“就是现在!”
林逸眼中寒光一闪,一直扣在扳机(弓弦)上的手指,毫不犹豫地松开了!
但射出的,不是那支瞄准岩盾丘丘暴徒弱点、蓄势待发的致命箭矢。
而是——他之前从背包里快速掏出的、几个用粗糙油纸包得严严实实的小包!在扬手抛出的瞬间,他用指甲巧妙地划开了纸包的一角!

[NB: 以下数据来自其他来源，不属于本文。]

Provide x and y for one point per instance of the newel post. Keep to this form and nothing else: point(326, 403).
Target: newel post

纸包在空中翻滚,里面装着的、淡黄色、极其细微干燥的粉末,顺着被划开的口子,在东南风的吹拂下,如同被一只无形的大手操控着,化作一片稀薄但范围极广的黄色尘雾,飘飘洒洒地,朝着下方已经有些混乱的丘丘人营地笼罩而去!
正是他在蒙德时就准备好的、用风车菊花朵和茎叶晒干后研磨而成的、质地轻盈、极易燃烧的——风车菊干燥粉末!
这玩意儿在蒙德,一般是炼金学徒拿来当低级助燃剂,或者孩子们恶作剧时用来制造小型“烟花”的玩具,价格便宜,效果也一般,胜在量大管饱,而且点燃后没什么毒性,就是烟有点大。
但在此刻,在这片干燥的缓坡,在稳定的东南风助力下,在已经燃起多处火头、空气中弥漫着胡椒粉辛辣和焦糊味的混乱营地中,这些看似不起眼的黄色粉末,瞬间变成了最要命的催化剂!
粉末随着风流,均匀地附着在营地那些干燥的木栅栏、破烂的兽皮帐篷、散落的干草料堆、甚至不少丘丘人那身毛茸茸、沾满污垢的皮毛上!黄色的细尘,给整个营地蒙上了一层不祥的薄纱。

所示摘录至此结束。